Charles Ferguson’s documentary Inside Job attempts to offer a consolidated explanation of the 2008 financial crisis. Since this is hardly an obscure subject, many of Ferguson’s insights will be old news, particularly for those who, say, listen to NPR or have seen the PBS Frontline Special “Inside the Meltdown.” No End in Sight, Ferguson’s previous documentary, was similarly premiered after most of its content was common knowledge, but it came out precisely as public opinion about the War in Iraq reached a point of no return. The 2008 financial crisis stirred public outrage even back in 2008. Without too many particularly new insights into the cause of the crisis, Inside Job will likely be less impactful than No End Left in Sight.
Literally by the numbers documentary filmmaking, Inside Job is divided into five distinct chapters. Beyond brief diversions in China and Finland, where Ferguson attempts to depict the global reach of the American market collapse, the bulk of the film is filled by a procession of talking heads, who work to either assign or deflect blame for the crash. The presence of many of the interviewees is a testament to Ferguson’s ability to get important figures to agree to speak on camera, but he has a disingenuous tendency to imply that anyone who refused to speak with him is guilty of ethical transgressions.
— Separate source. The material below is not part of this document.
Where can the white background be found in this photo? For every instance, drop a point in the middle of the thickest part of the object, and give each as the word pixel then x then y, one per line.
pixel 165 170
Where Ferguson’s documentary does seem to offer something new to the debate though, is in its fourth segment, entitled “Accountability.” Here, in a particularly vicious manner, Ferguson extends his conspiracy theory about the corrupted economics field back to its origins. Singling out business school professors at Harvard and Columbia Universities, Ferguson presents a series of damning circumstances that demonstrate that much of the professors’ income and scholarship has its roots in the corporate world. The suggestion that much of the economics discipline serves to lend bought credibility to corporate interests is damning, and the evidence that Ferguson presents is rather persuasive. The lack of disclosure of funds received in academic reports seems a definite conflict of interest. To see famed economists defend the blatant lack of transparency is shocking. If anything in Inside Job is likely to prompt real-world change, it is this segment.
Ultimately, Inside Job will not have much to offer those who follow financial news reports. Ferguson’s goal here seems not to create any sort of definitive historical record, but rather to create a palatable, two-hour distillation of a complicated and far-ranging systemic breakdown. Gripes that Ferguson doesn’t spend more time explaining the failure of our credit rating agencies or interviewing lower-level members of financial firms becomes more understandable in this context. At the end of the day, Inside Job finds something less than the smoking gun that it wants to, but when the picture it paints is so damning anyhow, who’s counting?